Hay, im a newbie and still need more learn. I have several question, I'm trying to create a negative binomial regression model using the R and library(MASS). But i'm still confusing what sould I use glm (Y~X1+X2+X3+X4+X5+X6+X7, family=negative.binomial(theta), data, maxit) or glm.nb.
What is the difference between those two functions?
[some one said if we don’t know overdispersion parameter we can't use glm(), so glm.nb() is the option; and other person said, in glm.nb() theta is assumed theta=1].
Anotherhand, i am still confused about theta, in some discussion forum it said theta is an overdispersion parameter, but others said theta is a shape parameter for distribution and overdispersion is the same as k, as discussed in The R Book (Crawley 2007).
I have read a tutorial to negative binomial regression with R (but still for me not look that corect). In that tutorial, suggest to trial and error what theta value until Residual deviance equal to degrees of freedom with glm (Y~X1+X2+X3+X4+X5+X6+X7, family=negative.binomial(theta), data, maxit)
sorry for my bad english
Best Answer
The negative binomial model is a generalized linear model only when the overdispersion parameter theta is known. In applications, we don't know it, and it needs to be estimated along with the other parameters in the model.
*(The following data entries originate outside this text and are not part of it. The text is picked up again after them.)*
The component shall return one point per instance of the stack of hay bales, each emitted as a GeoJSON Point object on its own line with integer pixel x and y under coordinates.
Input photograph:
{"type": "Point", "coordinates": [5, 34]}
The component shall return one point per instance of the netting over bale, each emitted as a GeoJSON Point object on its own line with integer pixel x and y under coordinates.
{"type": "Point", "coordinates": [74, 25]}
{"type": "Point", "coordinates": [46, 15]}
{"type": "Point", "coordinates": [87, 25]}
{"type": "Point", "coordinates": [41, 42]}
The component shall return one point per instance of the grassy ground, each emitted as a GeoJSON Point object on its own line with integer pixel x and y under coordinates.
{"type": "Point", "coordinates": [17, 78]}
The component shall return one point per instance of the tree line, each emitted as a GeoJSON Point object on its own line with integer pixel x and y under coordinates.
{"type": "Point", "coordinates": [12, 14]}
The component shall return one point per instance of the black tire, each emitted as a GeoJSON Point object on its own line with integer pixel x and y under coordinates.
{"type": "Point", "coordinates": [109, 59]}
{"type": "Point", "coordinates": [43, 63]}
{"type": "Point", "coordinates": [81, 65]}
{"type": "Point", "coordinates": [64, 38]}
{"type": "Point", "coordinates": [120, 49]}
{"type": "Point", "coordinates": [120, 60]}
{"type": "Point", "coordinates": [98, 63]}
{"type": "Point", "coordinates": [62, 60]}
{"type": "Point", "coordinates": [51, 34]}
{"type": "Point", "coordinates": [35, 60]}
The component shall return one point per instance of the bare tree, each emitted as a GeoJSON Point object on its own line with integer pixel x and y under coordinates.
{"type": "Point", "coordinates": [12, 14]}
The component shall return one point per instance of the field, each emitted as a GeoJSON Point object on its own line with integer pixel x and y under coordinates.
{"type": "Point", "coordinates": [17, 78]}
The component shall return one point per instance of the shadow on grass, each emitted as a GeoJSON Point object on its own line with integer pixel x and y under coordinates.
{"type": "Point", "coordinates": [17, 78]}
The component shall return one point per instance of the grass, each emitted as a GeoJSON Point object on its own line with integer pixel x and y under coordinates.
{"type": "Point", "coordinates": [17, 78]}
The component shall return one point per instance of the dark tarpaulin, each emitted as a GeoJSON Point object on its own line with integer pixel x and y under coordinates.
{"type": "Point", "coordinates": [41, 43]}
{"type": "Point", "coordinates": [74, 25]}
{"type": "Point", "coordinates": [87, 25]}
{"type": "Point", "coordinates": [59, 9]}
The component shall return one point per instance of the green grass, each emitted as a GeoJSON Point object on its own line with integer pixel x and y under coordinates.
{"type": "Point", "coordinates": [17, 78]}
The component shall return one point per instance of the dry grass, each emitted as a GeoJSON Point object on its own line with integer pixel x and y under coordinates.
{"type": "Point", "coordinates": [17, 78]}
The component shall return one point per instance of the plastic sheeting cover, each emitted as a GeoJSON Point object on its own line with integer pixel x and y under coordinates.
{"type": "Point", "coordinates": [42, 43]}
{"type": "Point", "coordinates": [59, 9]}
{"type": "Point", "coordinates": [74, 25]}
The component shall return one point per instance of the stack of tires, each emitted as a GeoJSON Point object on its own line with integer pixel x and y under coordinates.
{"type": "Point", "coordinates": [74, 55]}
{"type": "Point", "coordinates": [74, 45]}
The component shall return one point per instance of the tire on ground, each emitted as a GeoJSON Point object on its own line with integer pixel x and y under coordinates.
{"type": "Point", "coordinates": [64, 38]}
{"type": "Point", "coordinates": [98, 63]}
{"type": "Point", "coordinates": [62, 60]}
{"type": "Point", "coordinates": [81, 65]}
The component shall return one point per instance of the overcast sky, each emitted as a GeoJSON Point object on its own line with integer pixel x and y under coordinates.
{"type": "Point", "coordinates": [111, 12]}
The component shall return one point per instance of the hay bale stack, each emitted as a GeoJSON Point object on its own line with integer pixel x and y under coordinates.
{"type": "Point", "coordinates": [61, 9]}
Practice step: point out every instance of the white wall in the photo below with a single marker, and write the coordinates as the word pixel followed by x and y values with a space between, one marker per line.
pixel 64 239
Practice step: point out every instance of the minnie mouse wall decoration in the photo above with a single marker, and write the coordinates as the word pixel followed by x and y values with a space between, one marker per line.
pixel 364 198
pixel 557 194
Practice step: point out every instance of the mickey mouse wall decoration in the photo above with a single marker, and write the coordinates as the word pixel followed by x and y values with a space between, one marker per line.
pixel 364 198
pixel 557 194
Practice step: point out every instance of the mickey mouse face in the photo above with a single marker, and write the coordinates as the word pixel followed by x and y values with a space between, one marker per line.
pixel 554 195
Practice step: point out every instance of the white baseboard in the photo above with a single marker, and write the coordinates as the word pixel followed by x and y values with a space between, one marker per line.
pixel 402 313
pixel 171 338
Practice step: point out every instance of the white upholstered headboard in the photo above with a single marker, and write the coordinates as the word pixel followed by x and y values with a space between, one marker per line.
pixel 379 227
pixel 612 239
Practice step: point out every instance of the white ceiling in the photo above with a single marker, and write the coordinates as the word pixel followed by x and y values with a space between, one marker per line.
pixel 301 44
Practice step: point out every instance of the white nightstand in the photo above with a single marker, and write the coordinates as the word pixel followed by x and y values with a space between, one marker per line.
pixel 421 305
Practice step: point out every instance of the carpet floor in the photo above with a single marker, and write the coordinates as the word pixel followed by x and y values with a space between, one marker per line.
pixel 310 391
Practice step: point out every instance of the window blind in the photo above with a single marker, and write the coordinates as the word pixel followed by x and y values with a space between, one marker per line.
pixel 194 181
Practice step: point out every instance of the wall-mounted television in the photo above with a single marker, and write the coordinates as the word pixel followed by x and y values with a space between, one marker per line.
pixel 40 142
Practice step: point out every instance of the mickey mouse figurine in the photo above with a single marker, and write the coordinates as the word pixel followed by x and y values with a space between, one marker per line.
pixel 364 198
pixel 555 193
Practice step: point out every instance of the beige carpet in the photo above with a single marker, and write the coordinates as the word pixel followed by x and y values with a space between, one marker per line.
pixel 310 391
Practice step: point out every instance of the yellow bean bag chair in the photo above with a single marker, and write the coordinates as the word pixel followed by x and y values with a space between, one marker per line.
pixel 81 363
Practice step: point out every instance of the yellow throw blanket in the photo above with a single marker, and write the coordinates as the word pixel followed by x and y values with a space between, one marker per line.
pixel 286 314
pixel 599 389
glm(., family = negative.binomial(theta))
requires you to have a valuetheta
that you can supply.glm.nb()
fits the traditional negative binomial model where theta is estimated. The latter is the on you want; never use the former.Theta is not assumed to be 1 in
glm.nb()
, but it is initialized with an arbitrary value because the way model fitting works withglm.nb()
is that an initial guess of the parameter estimates is updated until convergence. The initial value can be supplied toinit.theta
, but there is no reason to do this in most cases.